Opinión

Luminosidad

PERSPECTIVA

Avatar del

Por: Enrique Gómez Orozco

El Banco de México es un estuche de monerías, una caja de pandora donde nos sorprenden los números de la información económica nacional. En el último reporte de las economías regionales de julio a septiembre del 2019 hay un experimento de medición muy interesante: la “luminosidad” en el país. Científicos en economía del Banxico -puros doctores- se pusieron a medir cuánta luz emite cada región por las noches. Primero sacaron cuentas de las emisiones en Estados Unidos para compararnos.

La medida se hace con satélites que por las noches detectan la intensidad de la luz en los diferentes estados de la Unión Americana. Luego las relacionan con su productividad y la participación de cada uno en el producto interno bruto. Sacan una media.

Los doctores del Banxico hacen cuentas y las comparan con las diferentes regiones del país. Los estados del norte son de más luz y por tanto de mayor productividad. Coahuila y Sonora, por ejemplo, llegan a tener 70 por ciento de la productividad de Estados Unidos, mientras que los del sur, como Guerrero, no llegan a 40 por ciento.

De un vistazo sabemos quién es quién en el país y dónde hay prosperidad.  Los doctores encuentran una correlación entre la luminosidad con el número de trabajadores e insumos de la producción de cada estado.

Basta de terminajos económicos, de palabrejas correlacionadas y de satélites que nos miran desde el cielo cuánto producimos. Vayamos a la luz, la luz del conocimiento, que debe medir la mayor parte de nuestras metas nacionales.

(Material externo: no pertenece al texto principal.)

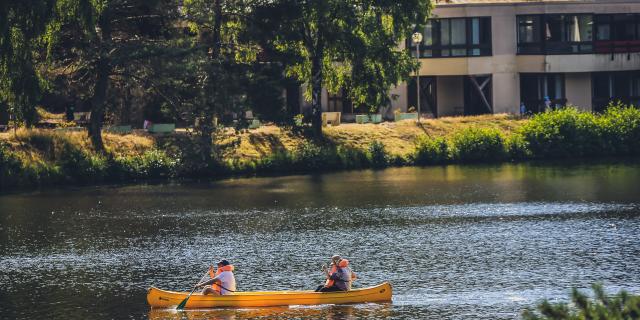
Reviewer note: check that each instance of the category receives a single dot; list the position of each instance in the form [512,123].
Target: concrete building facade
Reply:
[492,56]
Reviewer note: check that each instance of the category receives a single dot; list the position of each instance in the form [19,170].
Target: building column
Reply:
[506,93]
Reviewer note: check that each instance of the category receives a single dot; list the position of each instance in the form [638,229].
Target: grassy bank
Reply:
[44,157]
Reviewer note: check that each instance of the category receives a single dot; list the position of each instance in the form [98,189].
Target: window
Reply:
[555,34]
[529,34]
[536,88]
[615,86]
[455,37]
[617,33]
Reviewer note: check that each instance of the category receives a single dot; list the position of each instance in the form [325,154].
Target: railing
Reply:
[617,46]
[538,105]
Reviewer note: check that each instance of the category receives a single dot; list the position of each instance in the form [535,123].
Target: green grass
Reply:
[601,306]
[45,157]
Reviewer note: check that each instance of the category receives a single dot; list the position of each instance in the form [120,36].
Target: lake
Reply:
[481,242]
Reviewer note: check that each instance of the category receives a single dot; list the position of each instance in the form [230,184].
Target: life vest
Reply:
[220,270]
[342,264]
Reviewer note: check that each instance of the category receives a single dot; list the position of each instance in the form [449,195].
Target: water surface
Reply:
[479,242]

El norte prospera y el sur se rezaga. Por más dinero invertido en las zonas pobres de los estados sureños, no se nota un avance significativo. Chiapas recibió en asistencia lo que ningún estado ha recibido. Guerrero, salvo un sector turístico, que se vio disminuido por la tragedia de violencia que vive Acapulco, subsiste de la agricultura y Michoacán, con toda su riqueza natural, apenas levanta cabeza con el aguacate y las remesas.

El nuevo y afortunado Tratado-México-Estados Unidos-Canadá o T-MEC, reanimará la inversión extranjera en el país y traerá la confianza suficiente para que los empresarios nacionales ya no corran. El problema es nivelar la productividad nacional.

La nueva Administración eliminó las zonas especiales de inversión en los estados del sur, pero dieron estímulos fiscales a la frontera. Si ahí las empresas pagan menos impuestos y gasolina más barata, como en Estados Unidos, no se necesita mucha ciencia económica para que el norte se fortalezca con nueva manufactura.

¿Qué hacer con el sur?

Cuando vemos a nuestros paisanos de Oaxaca pedir limosna en la ciudad, sabemos que vienen de una zona con limitantes en educación y oportunidades. Por más hermosos que sean Oaxaca, Chiapas, Yucatán y Guerrero, jamás alcanzarán la prosperidad del norte sin una mayor productividad. Ni siquiera el turismo redimirá su espera de siglos. Ayuda, sí, pero no resuelve.

De todos los proyectos nacionales, el mejor es el tren entre los puertos de Salina Cruz en Oaxaca y Coatzacoalcos en Veracruz. Tendría la luminosidad necesaria para transformar varios estados y cuesta una fracción del Tren Maya.

Pero lo que más necesitamos no es la luminosidad de nuestras ciudades por la noche, sino la luz de la razón en la toma de decisiones, más allá de credos y dogmas políticos. (Ese y otros reportes fueron publicados ayer por el Banco de México en internet. Vale la pena verlos y escucharlos)

Y tú, ¿qué opinas?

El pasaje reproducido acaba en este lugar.